An attractive alternative to buying property is to take out development options, says David Clinger, president of Denver-based consulting firm Land Planners. “Builders should only option a piece of ground, not buy it,” he says. Options allow builders to reserve the right to build on a property for a set period for a fee, and if they decide not to go ahead with a project, they can walk away without the obligations of ownership. Option fees that have already been paid, however, are forfeited.
In any economic environment, the location of buildable lots is essential to successful development. Never has this been more critical, as the next housing recovery will likely be uneven with certain areas expected to bounce back much faster than others. Regions that have a fast-growing population and rising average incomes are poised for the quickest recovery. Within most regions, certain types of properties will take longer than others to rebound in value.
“The biggest areas for defaults are the inner city and outer suburbs,” says John McIlwaine, senior fellow with the Urban Land Institute. Outlying suburban areas that have spawned tracts of so-called McMansions this decade have a few negatives to overcome, McIlwaine points out. The high cost of gasoline and growing pressure to reduce greenhouse gas emissions add up to a less favorable public view of the automobile culture, he says. Many people are fed up with driving long distances through heavy traffic. Unless outlying suburban properties are within easy access to commuter rail or other public transportation, they may miss out entirely on a home building recovery.

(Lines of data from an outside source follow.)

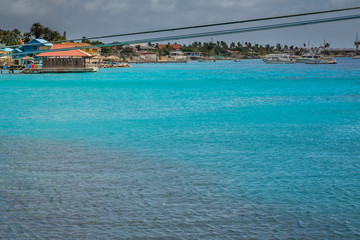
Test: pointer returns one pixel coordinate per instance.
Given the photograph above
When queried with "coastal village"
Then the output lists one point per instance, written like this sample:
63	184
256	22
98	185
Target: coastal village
38	55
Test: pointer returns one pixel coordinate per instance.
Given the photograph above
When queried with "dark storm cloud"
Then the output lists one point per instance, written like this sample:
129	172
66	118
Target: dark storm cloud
102	17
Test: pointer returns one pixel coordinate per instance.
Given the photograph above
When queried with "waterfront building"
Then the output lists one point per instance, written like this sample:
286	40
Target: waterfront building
177	55
174	47
64	59
30	49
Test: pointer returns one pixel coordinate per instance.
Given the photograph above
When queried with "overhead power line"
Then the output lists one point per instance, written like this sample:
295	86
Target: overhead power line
206	25
211	33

Although vacant sites that had been earmarked for large-lot homes in the outer suburbs may not be desirable for single-family construction for many years, if ever, they may be repurposed for
more easily saleable development. Though many builders have been concentrating on traditional single-family construction, they may have to refocus on alternative residential construction. Planned communities that are compact and walkable, mixed used development, 55-and-older housing, and affordable, high-density housing may all be sound alternatives for builders and investors in the near term, Clinger says. These types of properties, however, must usually be rezoned and re-permitted first.
On a recent trip to Austin, Texas, Clinger took note of a dramatic difference in the activity of two nearby developments.One, the site of a traditional suburban development of a large builder had infrastructure in place, but little construction activity. “Just a half-mile closer to the city in a lifestyle project, sales were ahead of construction,” he says. This could very well portend a shift in the residential construction industry.

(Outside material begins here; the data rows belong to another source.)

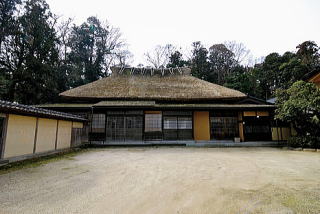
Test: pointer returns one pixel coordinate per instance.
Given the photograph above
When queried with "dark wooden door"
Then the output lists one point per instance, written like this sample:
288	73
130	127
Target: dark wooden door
257	129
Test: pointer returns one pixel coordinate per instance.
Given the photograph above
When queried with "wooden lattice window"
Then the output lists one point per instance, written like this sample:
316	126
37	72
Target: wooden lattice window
153	123
98	123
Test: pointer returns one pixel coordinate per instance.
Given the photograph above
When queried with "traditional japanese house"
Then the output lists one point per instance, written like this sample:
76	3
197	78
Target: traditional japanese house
28	132
139	105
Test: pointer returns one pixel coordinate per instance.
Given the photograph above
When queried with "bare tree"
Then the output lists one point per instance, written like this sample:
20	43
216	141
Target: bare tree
159	57
241	53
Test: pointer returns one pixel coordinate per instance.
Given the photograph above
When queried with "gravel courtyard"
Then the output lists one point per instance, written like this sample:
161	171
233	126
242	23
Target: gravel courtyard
168	180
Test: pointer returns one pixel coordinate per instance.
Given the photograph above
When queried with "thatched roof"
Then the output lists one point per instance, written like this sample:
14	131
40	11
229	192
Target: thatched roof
152	84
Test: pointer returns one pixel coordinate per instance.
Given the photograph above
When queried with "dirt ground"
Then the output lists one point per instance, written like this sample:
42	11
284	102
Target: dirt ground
168	180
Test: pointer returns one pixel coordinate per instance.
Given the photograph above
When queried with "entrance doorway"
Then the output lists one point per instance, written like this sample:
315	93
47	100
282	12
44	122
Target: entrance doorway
257	129
2	124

Clinger also noted a successful development under construction that puts 11 units of housing on each acre. Such high-density developments that yield affordable housing might just be the kind of projects that keep home builders alive in the next decade, Clinger says. Smaller homes on in-fill lots are another development that could help relieve a slowdown in large-lot suburban construction.
If anything is clear in these uncertain times, it's that the success formula for home builders of the past 15-plus years needs to be adjusted. With so much change in the air, many builders are going to have to reexamine their outlook on land assets. The goal is to unload the least desirable lots and hold or acquire lots that are most likely to yield sales most quickly. It's easier said than done, but those who succeed may well thrive when the housing market recovers, while those who fail get their land positions in order may have to close up shop.